The film, brilliantly directed by Misjel Vermeulen, comes live from Amsterdam’s Muziektheater, where in 2011 Simon McBurney’s production first had its enormous popular and critical success (neither repeated in 2013, interestingly, when ENO brought the show to London). For home viewing it works particularly well in holding spectators spellbound on the music-drama while communicating the inimitable McBurney theatrical mixture of simplicity and potent fantasy. On an open stage, bare except for a mobile platform, a splendidly like-minded cast and chorus unfold a scenario at once timeless and contemporary, irradiated by the penny-plain magic – with video imagery, mime and athletic knockabout – created by director, designers and a troupe of actor-comprimarios.

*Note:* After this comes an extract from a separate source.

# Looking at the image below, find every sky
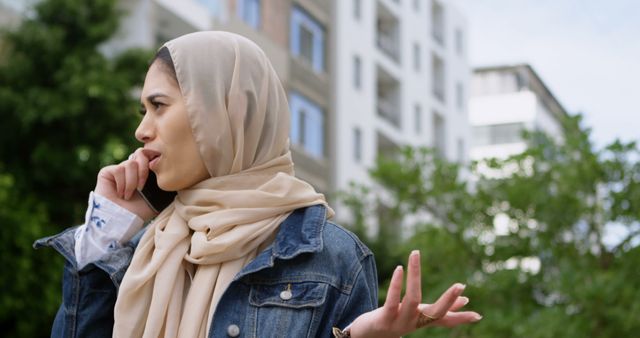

This Flute embodies a real, believable journey at once physical and spiritual for Tamino, Pamina and Papageno. Some aspects may be controversial (Sarastro and priests creepy in suits and ties, a wheelchair-bound Queen and punk-dressed ladies, Monostatos a white gangland thug), yet no directorial element seems part of a straitjacketing concept. It helps enormously that the fleet-footed musical execution under Marc Albrecht, Netherlands Opera’s music director, is of exactly matching freshness, with a strong cast led by two superb young German Mozartians, the tenor Maximilian Schmitt and soprano Christina Landshamer, and a Dutch baritone, Thomas Oliemans, among the most completely equipped Papagenos in recent times.
No Flute realisation tells the work’s whole story. Other available DVDs emphasise underlying philosophical concepts, offer visual richness, provide moments of meditative stillness missing here. Taken on its own terms, though, this one gives delight from start to finish.